The first session of 417 Magazine and Burrell Behavioral Health’s How To Save a Life series featuring Kevin Hines discussed suicidal warning signs, statistics and strategies for focusing on your mental health.

By Burrell Behavioral Health

Sep 17 2020 at 1:24 p.m.

The first session of 417 Magazine and Burrell Behavioral Health’s How To Save A Life series focused on creating comfortability around the uncomfortable stigma of suicide. Logan Aguirre was joined by nationally known suicide attempt survivor, best-selling author and storyteller Kevin Hines along with Dr. Shelly Farnan, a licensed psychologist and Burrell Behavioral Health System Director of Diversity & Inclusion. During the conversation, Kevin recounted his story, from its origins in a traumatic childhood, through chronic teenage depression, and eventually to the edge of San Francisco’s Golden Gate Bridge in the year 2000. There he survived a 25-story plummet that fractured his spine and miraculously avoided drowning thanks to a life-saving sea lion. Read on to find Kevin's top tips for protecting yourself and your loved ones from suicide. 

1. Build a Personal Protector Network

Creating and ensuring your loved ones have a trustworthy network of supporters that includes friends, family and medical professionals plays a key role in their mental health and well being. Providing them with the resources and compassion, will best protect them in their darkest times.
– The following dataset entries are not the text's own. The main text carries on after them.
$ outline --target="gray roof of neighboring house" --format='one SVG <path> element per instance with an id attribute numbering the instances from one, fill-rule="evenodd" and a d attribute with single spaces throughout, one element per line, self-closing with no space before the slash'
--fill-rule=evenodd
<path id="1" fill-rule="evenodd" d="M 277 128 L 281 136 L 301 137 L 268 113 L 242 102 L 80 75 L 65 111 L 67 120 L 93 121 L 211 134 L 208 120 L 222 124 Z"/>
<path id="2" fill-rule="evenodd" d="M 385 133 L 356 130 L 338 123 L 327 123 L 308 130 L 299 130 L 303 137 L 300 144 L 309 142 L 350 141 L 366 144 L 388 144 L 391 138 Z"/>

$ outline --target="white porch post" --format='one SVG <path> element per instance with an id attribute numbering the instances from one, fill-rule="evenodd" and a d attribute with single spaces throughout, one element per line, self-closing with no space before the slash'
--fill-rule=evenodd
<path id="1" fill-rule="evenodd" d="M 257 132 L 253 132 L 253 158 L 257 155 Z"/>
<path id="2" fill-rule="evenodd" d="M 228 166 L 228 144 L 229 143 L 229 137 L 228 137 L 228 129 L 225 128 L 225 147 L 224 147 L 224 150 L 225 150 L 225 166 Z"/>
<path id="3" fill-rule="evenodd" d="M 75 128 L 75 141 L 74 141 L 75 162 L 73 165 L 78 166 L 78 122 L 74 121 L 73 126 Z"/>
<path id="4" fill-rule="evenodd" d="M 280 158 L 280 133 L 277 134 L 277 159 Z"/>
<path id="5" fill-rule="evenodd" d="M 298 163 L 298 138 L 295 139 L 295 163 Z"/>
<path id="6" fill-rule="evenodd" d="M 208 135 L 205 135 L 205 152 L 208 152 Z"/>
2. Commit to Making Mental Health a Priority

Guarantee you are taking care of your loved ones by having open and honest conversations with those who struggle with mental health illness and challenge them to make their mindset a priority. 

3. Be Kind to Others

Showing compassion for others might be the simplest strategy you can tap into when it comes to making an impact on suicide statistics. While professional trainings exist to build our confidence and vocabulary around suicide prevention, experts say it’s more about connection. “It’s really empathy and willingness,” Dr. Farnan says. “We all have the ability to change lives and instill hope.” When you notice someone struggling—even if you’re not close to them, or if you don’t know them at all—say something.

4. Familiarize Yourself With the Warning Signs

The more warning signs the greater risk for suicide. Not everyone has warning signs, but many do. Here’s what to look for:
   • Direct and/or indirect verbal cues. For example, “I wish I was dead.” “My family would be better off without me.”
   • Behavioral cues: History of suicide attempts, uncharacteristic firearm purchase, saving medication, change in mood, giving away possessions, substance use, unexplained anger, aggression or irritability, sudden changes in eating or sleeping patterns.
   • Situational cues: Loss of job, expulsion from school, unwanted move, significant loss, serious or terminal illness, loss of freedom, loss of financial security, fear of being a burden.
   • General mood or comments about hopelessness.